Dumb question: I keep seeing posts about how ~"the volume of AI scrapers is maki...

senko · 2026-01-24T18:56:06 1769280966

> There must a ton of new full-web datasets out there, right?

Sadly, no. There's CommonCrawl (https://commoncrawl.org/) which still, sadly, far removed from "full-web dataset."

So everyone runs their own search instead, hammering the sites, going into gray areas (you either ignore robots.txt or your results suck), etc. It's a tragedy of the commons that keeps Google entrenched: https://senkorasic.com/articles/ai-scraper-tragedy-commons

Terretta · 2026-01-23T17:39:24 1769189964

> the volume of AI scrapers is making hosting untenable

Aside from that potential, it's also not true.

A Pentium Pro or PIII SSE with circa 1998-99 Apache happily delivers a billion hits a month w/o breaking a sweat unless you think generating pages for every visit is better than generating pages when they change.

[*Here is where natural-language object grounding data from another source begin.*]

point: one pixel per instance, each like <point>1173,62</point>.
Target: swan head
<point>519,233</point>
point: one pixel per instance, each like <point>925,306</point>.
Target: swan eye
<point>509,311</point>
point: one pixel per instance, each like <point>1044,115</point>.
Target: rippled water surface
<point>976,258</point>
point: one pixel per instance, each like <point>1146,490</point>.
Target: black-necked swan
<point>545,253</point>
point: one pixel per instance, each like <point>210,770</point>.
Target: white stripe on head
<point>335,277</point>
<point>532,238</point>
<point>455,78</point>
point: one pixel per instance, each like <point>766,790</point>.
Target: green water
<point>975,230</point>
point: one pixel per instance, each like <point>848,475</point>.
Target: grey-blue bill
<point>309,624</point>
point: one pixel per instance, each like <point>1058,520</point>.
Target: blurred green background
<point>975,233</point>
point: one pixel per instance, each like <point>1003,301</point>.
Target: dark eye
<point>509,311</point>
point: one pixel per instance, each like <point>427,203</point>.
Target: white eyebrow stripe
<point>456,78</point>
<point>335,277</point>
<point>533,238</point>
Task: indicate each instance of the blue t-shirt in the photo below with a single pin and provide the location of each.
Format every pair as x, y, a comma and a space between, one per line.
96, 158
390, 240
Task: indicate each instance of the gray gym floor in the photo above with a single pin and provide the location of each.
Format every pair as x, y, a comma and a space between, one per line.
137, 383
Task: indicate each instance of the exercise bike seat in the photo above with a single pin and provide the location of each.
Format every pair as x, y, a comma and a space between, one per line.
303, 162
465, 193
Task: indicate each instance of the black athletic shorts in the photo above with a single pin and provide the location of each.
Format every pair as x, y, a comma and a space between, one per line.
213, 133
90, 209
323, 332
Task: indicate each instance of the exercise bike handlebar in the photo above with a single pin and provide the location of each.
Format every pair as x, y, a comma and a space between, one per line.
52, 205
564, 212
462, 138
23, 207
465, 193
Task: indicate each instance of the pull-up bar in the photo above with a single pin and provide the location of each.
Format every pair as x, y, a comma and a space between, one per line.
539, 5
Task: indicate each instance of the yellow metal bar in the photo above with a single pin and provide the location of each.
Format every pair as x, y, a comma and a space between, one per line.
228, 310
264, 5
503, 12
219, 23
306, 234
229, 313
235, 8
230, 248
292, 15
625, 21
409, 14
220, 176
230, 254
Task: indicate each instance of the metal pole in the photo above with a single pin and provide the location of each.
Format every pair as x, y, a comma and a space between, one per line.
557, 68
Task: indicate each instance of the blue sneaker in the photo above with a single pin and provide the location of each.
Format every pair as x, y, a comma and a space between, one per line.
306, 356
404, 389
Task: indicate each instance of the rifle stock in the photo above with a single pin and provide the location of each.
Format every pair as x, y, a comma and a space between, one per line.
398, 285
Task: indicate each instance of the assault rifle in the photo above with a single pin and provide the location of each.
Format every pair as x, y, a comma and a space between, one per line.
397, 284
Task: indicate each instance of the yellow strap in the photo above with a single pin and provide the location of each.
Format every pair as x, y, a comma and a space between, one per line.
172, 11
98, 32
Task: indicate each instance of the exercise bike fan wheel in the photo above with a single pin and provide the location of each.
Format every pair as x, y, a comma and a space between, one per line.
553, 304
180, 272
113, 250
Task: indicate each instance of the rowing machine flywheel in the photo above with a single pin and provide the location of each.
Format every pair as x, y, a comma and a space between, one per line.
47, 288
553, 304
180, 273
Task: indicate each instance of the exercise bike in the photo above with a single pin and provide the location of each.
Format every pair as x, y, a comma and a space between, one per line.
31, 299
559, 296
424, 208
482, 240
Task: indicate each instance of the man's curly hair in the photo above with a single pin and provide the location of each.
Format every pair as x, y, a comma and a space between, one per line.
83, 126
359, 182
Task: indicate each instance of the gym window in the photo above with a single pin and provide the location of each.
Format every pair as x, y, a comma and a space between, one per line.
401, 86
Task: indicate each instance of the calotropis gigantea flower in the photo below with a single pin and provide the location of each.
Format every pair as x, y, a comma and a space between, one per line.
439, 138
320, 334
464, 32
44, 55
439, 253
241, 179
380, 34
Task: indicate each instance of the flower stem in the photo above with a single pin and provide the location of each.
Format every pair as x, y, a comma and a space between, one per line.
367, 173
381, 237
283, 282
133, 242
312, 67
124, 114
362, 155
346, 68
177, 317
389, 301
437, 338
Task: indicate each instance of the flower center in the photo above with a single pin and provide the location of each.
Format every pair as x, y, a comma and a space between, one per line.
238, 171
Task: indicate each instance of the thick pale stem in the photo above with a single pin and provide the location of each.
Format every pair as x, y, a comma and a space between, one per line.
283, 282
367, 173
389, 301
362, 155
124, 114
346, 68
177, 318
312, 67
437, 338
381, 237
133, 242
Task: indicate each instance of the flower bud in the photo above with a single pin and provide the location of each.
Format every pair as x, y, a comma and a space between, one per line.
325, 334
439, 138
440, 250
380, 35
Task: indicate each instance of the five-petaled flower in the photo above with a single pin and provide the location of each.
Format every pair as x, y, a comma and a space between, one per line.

Tenemo · 2026-01-23T18:42:54 1769193774

I think it is true that it is a real problem (EDIT: but doesn't necessarily make "hosting untenable"), but you are correct to point out that modern pages tend to be horribly optimized (and that's the source of the problem). Even "dynamic" pages using React/Next.js etc. could be pre-rendered and/or cached and/or distributed via CDNs. A simple cache or a CDN should be enough to handle pretty much any scrapping traffic unless you need to do some crazy logic on every page visit – which should almost never be the case on public-facing sites. As an example, my personal site is technically written in React, but it's fully pre-rendered and doesn't even serve JS – it can handle huge amounts of bot/scrapping traffic via its CDN.

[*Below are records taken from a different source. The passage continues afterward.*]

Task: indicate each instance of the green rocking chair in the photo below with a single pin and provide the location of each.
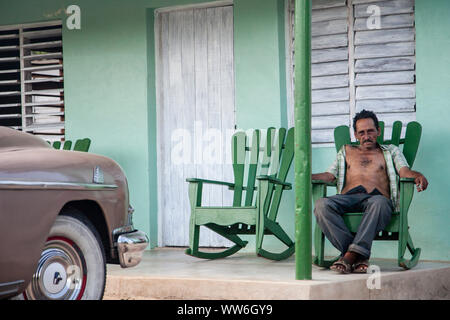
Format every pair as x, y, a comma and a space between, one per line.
265, 167
398, 226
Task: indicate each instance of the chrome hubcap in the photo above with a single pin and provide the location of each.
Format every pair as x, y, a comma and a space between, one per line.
60, 274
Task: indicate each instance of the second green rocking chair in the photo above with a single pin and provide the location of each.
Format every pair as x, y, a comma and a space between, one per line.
260, 171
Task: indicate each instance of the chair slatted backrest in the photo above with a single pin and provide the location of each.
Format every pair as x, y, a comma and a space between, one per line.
410, 142
253, 156
286, 155
240, 147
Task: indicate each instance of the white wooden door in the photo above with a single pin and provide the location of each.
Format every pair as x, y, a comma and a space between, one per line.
196, 116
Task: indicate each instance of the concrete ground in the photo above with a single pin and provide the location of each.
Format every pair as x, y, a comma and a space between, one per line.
167, 273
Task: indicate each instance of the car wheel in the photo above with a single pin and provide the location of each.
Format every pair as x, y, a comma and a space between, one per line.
72, 265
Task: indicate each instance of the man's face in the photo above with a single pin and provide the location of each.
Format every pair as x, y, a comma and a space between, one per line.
366, 133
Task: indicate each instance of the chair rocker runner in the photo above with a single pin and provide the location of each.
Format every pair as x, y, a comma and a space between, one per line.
256, 200
397, 228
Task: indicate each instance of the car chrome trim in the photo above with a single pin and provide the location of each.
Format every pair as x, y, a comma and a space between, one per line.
7, 288
55, 185
130, 247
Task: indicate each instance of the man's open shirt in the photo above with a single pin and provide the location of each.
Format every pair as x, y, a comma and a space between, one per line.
395, 160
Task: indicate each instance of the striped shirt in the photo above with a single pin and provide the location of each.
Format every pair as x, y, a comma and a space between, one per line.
395, 160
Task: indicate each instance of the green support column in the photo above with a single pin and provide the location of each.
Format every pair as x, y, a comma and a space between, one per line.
302, 114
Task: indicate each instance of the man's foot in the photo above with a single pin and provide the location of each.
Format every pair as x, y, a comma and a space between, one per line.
361, 266
342, 266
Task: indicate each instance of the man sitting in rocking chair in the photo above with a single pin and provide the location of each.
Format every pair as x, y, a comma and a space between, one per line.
366, 182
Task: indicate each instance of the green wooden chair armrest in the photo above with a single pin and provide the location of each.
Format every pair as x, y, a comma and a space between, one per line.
286, 185
330, 184
197, 180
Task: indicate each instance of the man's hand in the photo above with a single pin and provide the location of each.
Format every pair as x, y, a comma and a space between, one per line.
419, 179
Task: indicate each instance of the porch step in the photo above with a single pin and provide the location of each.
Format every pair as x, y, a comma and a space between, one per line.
170, 274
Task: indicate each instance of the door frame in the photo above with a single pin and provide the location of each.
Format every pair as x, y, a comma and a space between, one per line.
157, 12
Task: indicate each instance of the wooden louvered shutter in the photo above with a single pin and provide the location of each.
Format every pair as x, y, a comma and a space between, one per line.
355, 66
31, 79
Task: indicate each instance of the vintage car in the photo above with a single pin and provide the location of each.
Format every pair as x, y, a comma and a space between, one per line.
63, 216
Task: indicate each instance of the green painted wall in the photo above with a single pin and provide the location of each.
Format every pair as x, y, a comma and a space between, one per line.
259, 73
110, 96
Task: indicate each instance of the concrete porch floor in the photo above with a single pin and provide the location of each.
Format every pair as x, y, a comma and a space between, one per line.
167, 273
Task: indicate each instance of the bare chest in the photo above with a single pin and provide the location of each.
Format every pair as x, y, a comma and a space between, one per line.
368, 162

consumer451 · 2026-01-23T21:48:46 1769204926

OK, I agree with both of you. I am an old who is aware of NGINX and C10k. However, my question is: what are the economic or technical difficulties that prevent one of these new web-scale crawlers from releasing og-pagerank-api.com? We all love to complain about modern Google SERP, but what actually prevents that original Google experience from happening, in 2026? Is it not possible?

Or, is that what orgs like Perplexity are doing, but with an LLM API? Meaning that they have their own indexes, but the original q= SERP API concept is a dead end in the market?

Tone: I am asking genuine questions here, not trying to be snarky.

arantius · 2026-01-24T02:42:45 1769222565

What prevents it is that the web in 2026 is very different than it was when OG pagerank became popular (because it was good). Back then, many pages linked to many other pages. Now a significant amount of content (newer content, which is often what people want) is either only in video form, or in a walled garden with no links, neither in or out of the walls. Or locked up in an app, not out on the general/indexable/linkable web. (Yes, of course, a lot of the original web is still there. But it's now a minority at best.)

Also, of course, the amount of spam-for-SEO (pre-slop slop?) as a proportion of what's out there has also grown over time.

IOW: Google has "gotten worse" because the web has gotten worse. Garbage in, garbage out.

consumer451 · 2026-01-24T03:32:38 1769225558

Thanks for the reply. I mentioned tech, but forgot about time. Yeah, that makes solid sense.

> Or locked up in an app...

I believe you may have at least partially meant Discord, for which I personally have significant hate. Not really for the owners/devs, but why in the heck would any product owner want to hide the knowledge of how to user their app on a closed platform? No search engine can find it, no LLM can learn from it(?). Lost knowledge. I hate it so much. Yes, user engagement, but knowledge vs. engagement is the battle of our era, and knowledge keeps losing.

r/anything is so much better than a Discord server, especially in the age of "Software 3.0"

consumer451 · 2026-01-23T22:16:32 1769206592

Please see my reply to the other child comment. That is my actual question, apologies for not being more clear.